ГИПЕРОСМОЛЯРНАЯ КОМА

Гиперосмолярная кома - один из вариантов метаболической декомпенсации при сахарном диабете.

Гиперосмолярная кома встречается значительно реже, чем диабетическая. Так, по наблодениям Н.Schmidt и Hohler (1971), среди 7298 больных сахарным диабетом гиперосмолярная кома развилась у 17 человек (0,23%), а диабетическая кома у 222 (3,4%).

При гиперосмолярной коме содержание кетоновых тел в крови нормальное. Основой причиной развития гиперосмотических коматозных состояний является инсулиновая недостаточность. Ее развитию способствует резкая дегидратация организма больного (рвота, понос, кровопотеря, обильное мочеотделение), применение глюкокортикоидов, диуретиков. Гиперосмолярность сыворотки крови обусловлена высокой концентрацией сахара, натрия, хлора, бикарбонатов, мочевины, остаточного азота и составляет 360-390 мосм/л (при норме 290-310 мосм/л). Осмолярность сыворотки крови рассчитывается по формуле:

2 ´ (Na+ ммоль/л + К+ ммоль/л) + глюкоза ммоль/л.

Отсутствие кетоза при гиперосмолярной коме объяснить трудно. Предполагают, что высокая гипергликемия препятствует выходу гликогена из печени и усиленному поступлению в печень жира, что тормозит кетогенез. Клиническое описание гиперосмолярной комы было сделано R.H. Rossier et al в 1961 году. Чаще гиперосмолярные комы развиваются у лиц старше 50 лет. Имеются сообщения о гиперосмолярной коме к у детей.

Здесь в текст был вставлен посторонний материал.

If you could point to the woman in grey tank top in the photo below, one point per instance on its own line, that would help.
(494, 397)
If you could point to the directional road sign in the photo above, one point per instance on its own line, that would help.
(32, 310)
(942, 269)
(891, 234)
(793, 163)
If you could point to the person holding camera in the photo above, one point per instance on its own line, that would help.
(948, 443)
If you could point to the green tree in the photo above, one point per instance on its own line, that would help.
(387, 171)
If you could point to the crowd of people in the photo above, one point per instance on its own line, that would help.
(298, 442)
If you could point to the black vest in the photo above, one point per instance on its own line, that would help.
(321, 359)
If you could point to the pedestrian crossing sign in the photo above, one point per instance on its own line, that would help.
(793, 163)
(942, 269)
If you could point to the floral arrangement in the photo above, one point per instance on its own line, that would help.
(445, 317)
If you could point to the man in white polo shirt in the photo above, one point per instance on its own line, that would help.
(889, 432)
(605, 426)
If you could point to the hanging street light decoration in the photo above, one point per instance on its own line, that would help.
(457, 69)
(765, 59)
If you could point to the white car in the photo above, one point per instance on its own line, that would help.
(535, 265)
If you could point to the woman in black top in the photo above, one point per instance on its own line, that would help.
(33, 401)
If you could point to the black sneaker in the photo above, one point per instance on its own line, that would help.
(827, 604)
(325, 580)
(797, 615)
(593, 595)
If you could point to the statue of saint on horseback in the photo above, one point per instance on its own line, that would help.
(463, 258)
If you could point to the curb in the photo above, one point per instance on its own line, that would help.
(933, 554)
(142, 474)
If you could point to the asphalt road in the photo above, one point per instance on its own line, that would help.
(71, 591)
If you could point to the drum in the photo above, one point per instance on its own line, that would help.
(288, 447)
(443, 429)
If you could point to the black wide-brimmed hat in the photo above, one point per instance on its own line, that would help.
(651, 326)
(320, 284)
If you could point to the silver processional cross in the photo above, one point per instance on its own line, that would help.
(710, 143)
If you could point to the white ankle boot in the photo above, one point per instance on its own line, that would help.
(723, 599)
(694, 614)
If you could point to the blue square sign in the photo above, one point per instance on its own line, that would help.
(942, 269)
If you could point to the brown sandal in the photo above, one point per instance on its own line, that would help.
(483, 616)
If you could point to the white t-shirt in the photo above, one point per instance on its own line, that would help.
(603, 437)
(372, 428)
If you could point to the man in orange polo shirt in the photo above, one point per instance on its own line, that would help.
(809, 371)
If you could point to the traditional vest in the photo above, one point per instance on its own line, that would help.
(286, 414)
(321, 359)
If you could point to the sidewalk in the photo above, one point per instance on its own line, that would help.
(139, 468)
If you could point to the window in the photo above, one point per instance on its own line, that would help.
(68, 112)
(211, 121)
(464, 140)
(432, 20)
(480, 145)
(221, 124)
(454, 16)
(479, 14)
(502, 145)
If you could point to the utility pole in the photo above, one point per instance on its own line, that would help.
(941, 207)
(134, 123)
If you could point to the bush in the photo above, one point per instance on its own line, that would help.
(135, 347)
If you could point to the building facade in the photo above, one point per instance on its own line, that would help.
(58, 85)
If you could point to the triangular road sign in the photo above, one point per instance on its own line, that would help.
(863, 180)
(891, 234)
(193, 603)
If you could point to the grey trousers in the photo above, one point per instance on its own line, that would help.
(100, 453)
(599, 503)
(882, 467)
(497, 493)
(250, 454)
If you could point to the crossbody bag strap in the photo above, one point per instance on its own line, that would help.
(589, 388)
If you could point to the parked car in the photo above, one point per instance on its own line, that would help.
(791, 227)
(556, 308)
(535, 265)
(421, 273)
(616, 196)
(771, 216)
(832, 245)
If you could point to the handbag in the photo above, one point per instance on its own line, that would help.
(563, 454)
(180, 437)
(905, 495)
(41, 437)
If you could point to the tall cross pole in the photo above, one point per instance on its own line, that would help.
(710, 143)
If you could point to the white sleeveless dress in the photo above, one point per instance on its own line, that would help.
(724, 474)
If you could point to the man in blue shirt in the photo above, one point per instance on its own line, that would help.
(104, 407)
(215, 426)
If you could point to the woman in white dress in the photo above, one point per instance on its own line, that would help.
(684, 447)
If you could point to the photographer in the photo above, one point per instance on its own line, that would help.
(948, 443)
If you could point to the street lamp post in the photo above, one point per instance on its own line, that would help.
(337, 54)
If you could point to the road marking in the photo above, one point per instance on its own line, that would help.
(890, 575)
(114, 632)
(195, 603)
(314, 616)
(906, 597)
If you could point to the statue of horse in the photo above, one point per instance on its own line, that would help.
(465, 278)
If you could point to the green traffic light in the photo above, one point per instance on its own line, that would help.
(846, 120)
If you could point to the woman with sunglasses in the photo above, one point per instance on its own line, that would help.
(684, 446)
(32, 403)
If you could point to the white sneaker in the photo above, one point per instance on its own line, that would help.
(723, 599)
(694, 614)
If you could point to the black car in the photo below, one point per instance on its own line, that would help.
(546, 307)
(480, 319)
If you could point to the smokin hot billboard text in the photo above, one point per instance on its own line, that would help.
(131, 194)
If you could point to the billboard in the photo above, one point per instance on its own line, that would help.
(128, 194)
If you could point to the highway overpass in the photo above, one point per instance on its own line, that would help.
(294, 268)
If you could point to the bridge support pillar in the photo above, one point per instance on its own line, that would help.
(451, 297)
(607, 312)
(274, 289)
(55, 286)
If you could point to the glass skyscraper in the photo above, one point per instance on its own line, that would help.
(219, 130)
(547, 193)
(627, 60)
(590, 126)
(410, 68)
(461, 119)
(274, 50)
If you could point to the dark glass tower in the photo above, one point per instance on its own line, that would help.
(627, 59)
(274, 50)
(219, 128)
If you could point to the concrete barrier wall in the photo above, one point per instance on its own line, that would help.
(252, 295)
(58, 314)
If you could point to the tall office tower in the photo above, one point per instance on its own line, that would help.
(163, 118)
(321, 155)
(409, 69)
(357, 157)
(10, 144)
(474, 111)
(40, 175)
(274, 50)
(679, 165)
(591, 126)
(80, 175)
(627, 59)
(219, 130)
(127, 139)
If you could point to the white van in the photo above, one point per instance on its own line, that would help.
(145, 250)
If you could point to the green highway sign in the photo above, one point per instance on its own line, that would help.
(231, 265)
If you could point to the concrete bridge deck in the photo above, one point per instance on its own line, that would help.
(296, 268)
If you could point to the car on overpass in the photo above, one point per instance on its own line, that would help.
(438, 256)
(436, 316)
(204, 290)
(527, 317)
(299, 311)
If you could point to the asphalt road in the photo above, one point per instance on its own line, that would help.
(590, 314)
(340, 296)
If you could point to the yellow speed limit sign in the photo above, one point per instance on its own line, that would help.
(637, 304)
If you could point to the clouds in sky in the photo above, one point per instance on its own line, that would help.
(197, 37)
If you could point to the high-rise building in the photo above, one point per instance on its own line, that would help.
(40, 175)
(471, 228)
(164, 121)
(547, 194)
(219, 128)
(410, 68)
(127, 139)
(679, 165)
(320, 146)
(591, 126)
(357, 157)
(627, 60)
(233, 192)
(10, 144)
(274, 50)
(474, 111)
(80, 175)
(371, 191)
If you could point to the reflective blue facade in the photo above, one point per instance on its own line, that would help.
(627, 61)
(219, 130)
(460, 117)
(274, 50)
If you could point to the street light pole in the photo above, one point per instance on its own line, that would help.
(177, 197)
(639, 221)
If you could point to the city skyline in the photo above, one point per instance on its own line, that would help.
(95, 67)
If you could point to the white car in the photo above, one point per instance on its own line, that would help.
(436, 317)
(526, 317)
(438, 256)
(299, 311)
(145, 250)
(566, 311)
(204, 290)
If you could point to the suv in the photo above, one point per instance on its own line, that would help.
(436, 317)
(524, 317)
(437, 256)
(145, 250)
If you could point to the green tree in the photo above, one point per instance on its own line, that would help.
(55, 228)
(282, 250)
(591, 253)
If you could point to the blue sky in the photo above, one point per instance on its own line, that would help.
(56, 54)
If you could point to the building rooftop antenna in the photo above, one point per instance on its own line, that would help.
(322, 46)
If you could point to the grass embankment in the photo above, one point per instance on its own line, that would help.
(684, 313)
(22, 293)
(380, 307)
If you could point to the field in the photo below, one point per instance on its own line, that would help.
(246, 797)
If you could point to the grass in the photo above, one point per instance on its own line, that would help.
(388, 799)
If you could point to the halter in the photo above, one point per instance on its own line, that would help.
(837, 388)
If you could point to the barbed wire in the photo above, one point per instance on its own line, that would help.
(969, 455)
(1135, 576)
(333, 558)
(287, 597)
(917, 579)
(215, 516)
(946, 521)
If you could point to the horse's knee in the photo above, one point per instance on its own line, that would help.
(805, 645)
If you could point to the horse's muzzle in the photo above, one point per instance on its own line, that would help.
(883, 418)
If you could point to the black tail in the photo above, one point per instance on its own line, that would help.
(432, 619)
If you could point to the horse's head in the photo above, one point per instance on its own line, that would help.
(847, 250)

Клиническая характеристика: нарушение сознания в различной степени от сонливости и сопорозного состояния до глубокой комы, отсутствие запаха ацетона во вдыхаемом воздухе. Неврологическая симптоматика: отсутствие сухожильных рефлексов, патологический симптом Бабинского, двусторонний нистагм, мышечный гипертонус. Дыхание, как правило, поверхностное, учащенное - тахипноэ; резко выражены симптомы дегидратации: сухость кожи и слизистых, пониженный тонус глазных яблок. Нарушается состояние сердечно-сосудистой системы: появляются одышка, тахикардия, нарушение ритма, на ЭКГ определяется снижение и двухфазность зубца Т. Уровень бикарбоната и рН крови нормальные. Содержание калия в плазме чаще снижено, отмечается олиго- и анурия. Летальные исходы наблюдаются у 50% больных. В течении гиперосмолярной комы выделяют 5 стадий развития:

1) стадия дегидратации;

2) гипергликемии и полиурии;

3) гиперосмолярности;

4) внутриклеточного обезвоживания;

5) собственно комы.

Лечение гиперосмолярной комы направлено в первую очередь на регидратацию и на нормализацию электролитного состава крови, снижение гликемии.

С учетом высокой осмолярности плазмы для восстановления объема циркулирующей жидкости рекомендуется вводить гипотонический раствор хлорида натрия (0,45% раствор хлористого натрия). Применение изотонических растворов, как правило, усугубляет имеющуюся гиперосмолярность (R. Matz , 1983). При уровне гликемии ниже 13,0 ммоль/л возможно введение 5% раствора глюкозы.

Коррекция электролитных нарушений прежде всего предусматривает Введение калия от 20 до 40 ммоль/л ежечасно (6-8 г в сутки (R. Matz, 1983). Инсулинотерапия проводится по тем же основным принципам, что и при диабетической кетоацидотической коме.

Для профилактики тромбозов, которые могут развиться на фоне выраженной дегидратации, показано введение гепарина по 5000 ЕД под кожу живота 2 раза в день.